Closed kmod closed 4 years ago
Hi, just to let you know that I am willing to implement this. I am a student at University of Cambridge and we have to conduct a mini project hacking around llvm related stuff for our modern compiler design course. I am proposing to implement this as my mini project. The deadline for submitting the report is on Jan. So I will be working on this for next two months and hopefully I will get it working (although I have only a very vague idea of how pyston works internally right now). Anyway I will keep you guys updated with my progress.
Ok! I would suggest replacing (almost) all occurrences of Box* with some new PyValue type, since not all values will be boxes any more. Then we'll have to add macros that extract a Box* or other type from the PyValue.
I would check out JavaScriptCore/runtime/JSCJSValue.h (or other projects) to see how they do it.
Cool thanks for the suggestions.
I am skeptical of tagged pointers.
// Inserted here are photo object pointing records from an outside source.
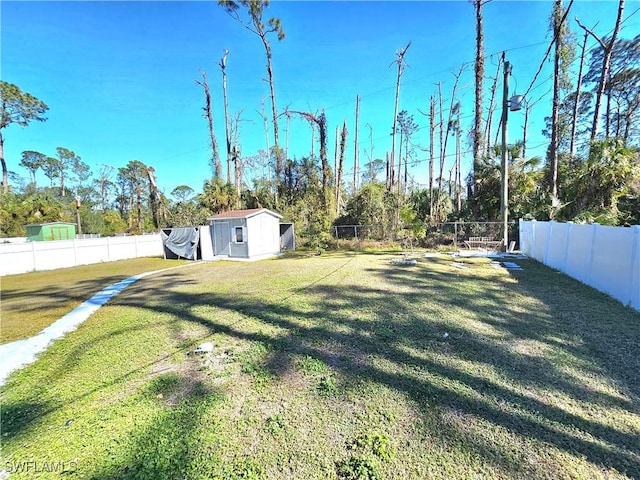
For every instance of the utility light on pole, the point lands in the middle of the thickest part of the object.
(514, 104)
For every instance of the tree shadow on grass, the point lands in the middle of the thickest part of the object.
(398, 319)
(332, 333)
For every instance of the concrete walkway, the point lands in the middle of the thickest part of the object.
(20, 353)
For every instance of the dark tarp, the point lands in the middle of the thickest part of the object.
(182, 241)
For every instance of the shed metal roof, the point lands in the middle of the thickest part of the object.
(244, 214)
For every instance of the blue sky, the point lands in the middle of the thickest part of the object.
(119, 77)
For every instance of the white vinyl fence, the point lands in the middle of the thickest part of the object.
(30, 256)
(606, 258)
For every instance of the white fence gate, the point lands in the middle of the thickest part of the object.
(606, 258)
(30, 256)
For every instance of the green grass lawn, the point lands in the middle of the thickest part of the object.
(33, 301)
(342, 366)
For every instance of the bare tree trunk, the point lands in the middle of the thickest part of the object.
(5, 174)
(606, 65)
(371, 172)
(525, 128)
(313, 140)
(479, 79)
(343, 147)
(263, 114)
(494, 87)
(441, 128)
(400, 61)
(388, 179)
(215, 156)
(236, 155)
(406, 164)
(154, 197)
(286, 146)
(274, 112)
(607, 125)
(223, 67)
(576, 103)
(432, 140)
(458, 173)
(557, 26)
(336, 150)
(399, 178)
(321, 122)
(450, 116)
(356, 153)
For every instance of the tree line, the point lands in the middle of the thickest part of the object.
(591, 171)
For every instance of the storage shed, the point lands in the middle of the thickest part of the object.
(51, 231)
(246, 234)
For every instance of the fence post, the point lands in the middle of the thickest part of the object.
(589, 280)
(455, 235)
(567, 242)
(33, 254)
(547, 245)
(532, 240)
(634, 270)
(75, 253)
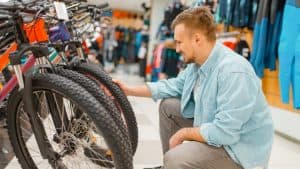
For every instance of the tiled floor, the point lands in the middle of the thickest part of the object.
(285, 154)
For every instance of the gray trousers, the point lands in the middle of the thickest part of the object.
(191, 154)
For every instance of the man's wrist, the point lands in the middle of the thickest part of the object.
(193, 134)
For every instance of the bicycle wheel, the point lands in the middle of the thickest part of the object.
(98, 93)
(96, 73)
(91, 139)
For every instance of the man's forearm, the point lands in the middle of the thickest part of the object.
(140, 91)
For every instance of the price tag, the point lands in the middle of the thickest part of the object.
(61, 11)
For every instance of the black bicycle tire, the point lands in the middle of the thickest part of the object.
(73, 91)
(98, 93)
(99, 74)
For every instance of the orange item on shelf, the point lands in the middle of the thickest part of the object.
(35, 31)
(4, 58)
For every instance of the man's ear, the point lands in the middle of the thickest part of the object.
(198, 37)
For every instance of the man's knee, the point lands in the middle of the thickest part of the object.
(168, 106)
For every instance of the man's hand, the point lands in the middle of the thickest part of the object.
(177, 138)
(185, 134)
(140, 91)
(121, 85)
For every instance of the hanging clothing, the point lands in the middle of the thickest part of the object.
(238, 13)
(266, 34)
(289, 53)
(243, 49)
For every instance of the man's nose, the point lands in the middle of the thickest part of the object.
(177, 49)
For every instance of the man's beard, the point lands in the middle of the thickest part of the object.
(189, 60)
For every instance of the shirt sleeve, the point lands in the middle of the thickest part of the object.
(168, 88)
(236, 98)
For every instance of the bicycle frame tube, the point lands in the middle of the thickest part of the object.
(12, 83)
(4, 59)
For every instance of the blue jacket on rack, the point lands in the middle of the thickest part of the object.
(289, 53)
(266, 35)
(260, 37)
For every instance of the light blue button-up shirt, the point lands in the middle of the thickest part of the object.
(229, 108)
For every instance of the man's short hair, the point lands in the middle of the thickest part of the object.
(199, 18)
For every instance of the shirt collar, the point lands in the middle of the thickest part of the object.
(210, 62)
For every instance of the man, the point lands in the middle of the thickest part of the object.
(214, 114)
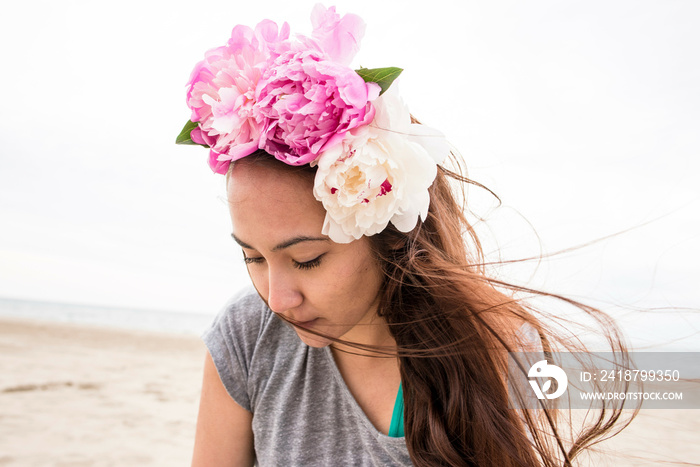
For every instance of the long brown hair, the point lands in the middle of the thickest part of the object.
(453, 326)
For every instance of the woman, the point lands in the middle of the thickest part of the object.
(373, 335)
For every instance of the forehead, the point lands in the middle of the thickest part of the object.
(269, 203)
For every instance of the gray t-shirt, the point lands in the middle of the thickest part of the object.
(303, 413)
Long ago (in the early '80s, before Python) I co-wrote an entire language implementation + environment using this approach, and we had an inordinate number of crashes due to code that was expecting a pointer but was passed one of those disguised unboxed integers. Hopefully your type checker will catch more of those at compile time, but it still feels iffy to me.
On Thu, Nov 13, 2014 at 12:24 AM, Bob Fang notifications@github.com wrote:
Cool thanks for the suggestions.
— Reply to this email directly or view it on GitHub https://github.com/dropbox/pyston/issues/181#issuecomment-62856376.
--Guido van Rossum (python.org/~guido)
Hi, I am now starting working on this and before I actually go down to implement it, I want do some initial benchmarking so after I have made some change I can see wether this change has a performance impact.
I think tagged pointers have potentially two benefits: first, it might use less memory and second it might be faster, especially for integer operations. Do you have some specific benchmarks that I should pay special attention to? Also I have looked at the benchmark, they are more focused on the timing rather than the memory usage right? Should I try to write some benchmark myself?
Thanks.
@gvanrossum hmm good to know. I think most current VMs do use some sort of tagged pointers, and some JS engines use the even more crazy nan boxing :P
@dorafmon benchmark choices are definitely an important and divisive topic. We only support a limited set of benchmarks for now; I'd try running the ones in the minibenchmarks/ directory as you get things working. We're actively working on getting more benchmarks defined and running under Pyston; ultimately the goal is "real world applications" such as the Dropbox webserver, or a benchmark suite that covers the same performance characteristics. Until then, I'd say just run on our minibenchmarks and make sure to leave the choice of object model toggleable, so that we can run the more comprehensive tests later.
We definitely focus on speed as opposed to memory usage for now. I think memory usage is also important and it'd definitely be interesting to see how that changes, though I don't think any of our current benchmarks are particularly memory intensive.
I thought the JS engine guys have it slightly easier with JS in this division because there is AFAIK only one type for numbers: double. But to my surprise they manage to squeeze into 64bit of memory one of the following [1]:
* This range of NaN space is represented by 64-bit numbers begining with the 16-bit
* hex patterns 0xFFFE and 0xFFFF - we rely on the fact that no valid double-precision
* numbers will fall in these ranges.
*
* The top 16-bits denote the type of the encoded JSValue:
*
* Pointer { 0000:PPPP:PPPP:PPPP
* / 0001:****:****:****
* Double { ...
* \ FFFE:****:****:****
* Integer { FFFF:0000:IIII:IIII
So maybe we should keep this in mind when implementing TP and try to make it extensible to use nan boxing later, in order to not favor int over double so much as I suspect most numbers in python programs fit in 32bit?!?.
Okay I drifted away a few days to write this report since the deadline is tomorrow. I haven't finish the work so this is just a progress report, but some premiliray results shows tagged pointers can really be helpful. Any comment/advice is welcomed. Thanks a lot for the help, and I will keep working on this. :smile:
Any progress?
FYI, mypyc uses them.
Currently we box all of our objects, including integers. Using tagged pointers could make integer handling much faster + more memory efficient, and is something we should definitely investigate and probably switch to. We could also use this to efficiently represent singletons like None, True, and False.
Ideally we would abstract out the object representation, so that we can easily switch between different ones. This would be useful for testing tagged pointers vs boxing-everything, but I think also would be handy for when we want to add 32-bit support.
One big wrinkle in this is the C API: it represents that all objects are actually pointers, and you are allowed to directly access the members -- there are 46 occurrences of
->ob_type
in the CPython Modules directory -- so passing a non-pointer could be quite bad. The ideas I can think of:I like option 3, and I think we'll want to do things like that for other issues as well so it's not a bad thing to start doing, but is probably the most work.